Some 70 first-year college students with common interests in government and politics lived and studied alongside one another for a year. The idea was to foster a different kind of connection between like-minded students that may not be made in class. Overall, the inaugural year of the Schar School Learning Community, Democracy Lab, was a success.
Resident Advisors (RAs) and fellow Schar School of Policy and Government students Ethan Thomas and Molly Reed were eager to reflect on the events of the year. Both government and international politics majors, Thomas and Reed supervised students in Mason’s Adams Hall throughout the year and facilitated community activities alongside the Schar School.
“I have been an RA for three years and I love the impact I can make on a resident's first-year experience, even if it is small,” Dallas-native Reed said. “I knew this would come with its own set of challenges, but I was excited at the idea of tailoring my work to something I was passionate about.”
Thomas, who hails from Chicago and will complete a congressional internship in Illinois this summer, was eager to help newer students with the transition to life at the Schar School and Mason. The RAs, Thomas observed, came to rely heavily on each other throughout the new endeavor. “A lot of being an RA is learning from experience,” Thomas said, “and having people there to support you the whole time has been extremely helpful.”

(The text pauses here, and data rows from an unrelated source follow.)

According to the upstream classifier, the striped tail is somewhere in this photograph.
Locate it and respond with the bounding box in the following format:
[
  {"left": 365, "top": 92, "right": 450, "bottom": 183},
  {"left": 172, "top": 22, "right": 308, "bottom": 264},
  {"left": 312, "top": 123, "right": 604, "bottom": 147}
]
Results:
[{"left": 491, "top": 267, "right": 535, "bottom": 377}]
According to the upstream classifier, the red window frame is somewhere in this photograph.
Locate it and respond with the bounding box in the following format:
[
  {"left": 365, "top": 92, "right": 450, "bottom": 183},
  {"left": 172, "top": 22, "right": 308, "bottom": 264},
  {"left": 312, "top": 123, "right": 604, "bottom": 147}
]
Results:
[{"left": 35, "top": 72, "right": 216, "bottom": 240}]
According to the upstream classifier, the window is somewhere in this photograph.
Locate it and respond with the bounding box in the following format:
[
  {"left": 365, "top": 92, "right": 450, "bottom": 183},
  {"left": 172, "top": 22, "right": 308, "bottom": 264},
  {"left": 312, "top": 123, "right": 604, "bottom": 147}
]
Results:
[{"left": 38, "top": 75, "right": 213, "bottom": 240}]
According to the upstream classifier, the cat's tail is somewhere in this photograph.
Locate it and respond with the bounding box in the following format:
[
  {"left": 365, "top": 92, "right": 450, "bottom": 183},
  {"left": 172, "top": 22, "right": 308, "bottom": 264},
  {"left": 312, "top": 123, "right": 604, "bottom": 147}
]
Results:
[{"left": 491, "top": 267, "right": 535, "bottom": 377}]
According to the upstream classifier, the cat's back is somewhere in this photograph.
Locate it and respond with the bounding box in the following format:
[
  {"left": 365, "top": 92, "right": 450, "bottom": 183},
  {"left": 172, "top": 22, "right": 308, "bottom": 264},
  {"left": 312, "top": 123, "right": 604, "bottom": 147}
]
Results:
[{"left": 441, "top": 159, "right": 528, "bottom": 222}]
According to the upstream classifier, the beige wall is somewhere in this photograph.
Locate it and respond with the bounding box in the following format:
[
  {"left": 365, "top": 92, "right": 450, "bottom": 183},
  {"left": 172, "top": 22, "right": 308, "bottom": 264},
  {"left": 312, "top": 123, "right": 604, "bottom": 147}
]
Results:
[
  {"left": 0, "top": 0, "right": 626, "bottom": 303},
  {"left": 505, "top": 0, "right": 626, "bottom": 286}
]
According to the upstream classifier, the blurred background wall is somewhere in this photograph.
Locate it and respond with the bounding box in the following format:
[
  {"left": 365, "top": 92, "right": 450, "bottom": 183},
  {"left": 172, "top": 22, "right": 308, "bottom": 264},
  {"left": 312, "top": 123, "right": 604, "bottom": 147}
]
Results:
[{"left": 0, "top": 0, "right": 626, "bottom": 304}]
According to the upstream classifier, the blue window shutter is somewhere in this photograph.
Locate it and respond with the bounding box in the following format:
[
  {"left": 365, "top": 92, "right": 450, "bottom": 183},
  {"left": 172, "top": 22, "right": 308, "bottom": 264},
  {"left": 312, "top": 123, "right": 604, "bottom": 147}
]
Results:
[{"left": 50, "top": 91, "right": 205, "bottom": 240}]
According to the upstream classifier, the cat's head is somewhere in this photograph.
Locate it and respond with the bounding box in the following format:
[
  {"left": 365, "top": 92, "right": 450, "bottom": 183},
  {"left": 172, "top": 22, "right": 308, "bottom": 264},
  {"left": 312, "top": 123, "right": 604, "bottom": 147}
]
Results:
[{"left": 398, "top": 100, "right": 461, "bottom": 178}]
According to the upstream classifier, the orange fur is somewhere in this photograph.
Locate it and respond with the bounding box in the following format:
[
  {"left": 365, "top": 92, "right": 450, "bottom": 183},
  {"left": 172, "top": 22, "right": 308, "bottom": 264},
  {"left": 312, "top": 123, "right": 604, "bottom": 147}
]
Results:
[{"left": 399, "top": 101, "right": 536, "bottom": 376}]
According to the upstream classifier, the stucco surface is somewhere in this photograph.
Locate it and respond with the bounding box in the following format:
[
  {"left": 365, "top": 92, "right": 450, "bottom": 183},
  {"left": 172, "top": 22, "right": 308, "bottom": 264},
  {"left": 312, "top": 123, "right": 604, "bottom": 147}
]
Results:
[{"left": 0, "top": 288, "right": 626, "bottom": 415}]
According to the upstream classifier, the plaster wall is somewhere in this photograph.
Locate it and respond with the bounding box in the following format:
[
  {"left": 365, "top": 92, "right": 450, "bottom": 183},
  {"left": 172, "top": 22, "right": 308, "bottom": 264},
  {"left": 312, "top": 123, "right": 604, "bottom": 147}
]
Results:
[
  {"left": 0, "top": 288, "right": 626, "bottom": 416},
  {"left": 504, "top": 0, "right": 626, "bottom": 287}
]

In addition to sharing a Fairfax Campus residence hall, the Democracy Lab students were encouraged to take part in frequent on- and off-campus activities. The RAs, Thomas said, balanced responsibilities between the Schar School and the university’s Housing and Residence Life department when tailoring events for political science- and government-minded students. “It sometimes requires more work from us as RAs,” he said, “but it’s cool because we can also curate required housing events into a political lens so our residents will enjoy them more.”
The RAs worked closely with Schar School faculty and staff—including former faculty community director and Associate Professor Peter Mandaville and undergraduate programs manager Gretchen Curry—to plan the Democracy Lab curriculum. “They’re our student perspective, so we rely heavily on their input,” Curry said of the collaboration.
Activities throughout the year consisted of debate watch parties, final exam study clinics led by the RAs, and attending a lecture by American philosopher and academic activist Cornel West. The highlight event of the year was the Democracy Lab’s trip to nearby Washington, D.C., where they visited the memorials of George Mason, Thomas Jefferson, Martin Luther King, and Abraham Lincoln. The students engaged in conversations with Mandaville about Mason’s role as a slave owner and his status as the “forgotten Founding Father,” as well as with a representative from the White House Historical Association about Thomas Jeffersons complex legacy.
Reflecting on their year leading the Democracy Lab, Thomas said, the learning community “offers people an opportunity not only to get connected to the Schar School itself by providing them opportunities to meet faculty members and to get involved in research opportunities, but it also gives them the opportunity to talk with other students in a more relaxed setting.”
Reed added that members of the Democracy Lab “are able to build community with other students passionate about political science and learn how to coexist with people with a variety of viewpoints. The Schar School has a responsibility to teach us to be promising political science scholars, but the Democracy Lab creates responsible neighbors.”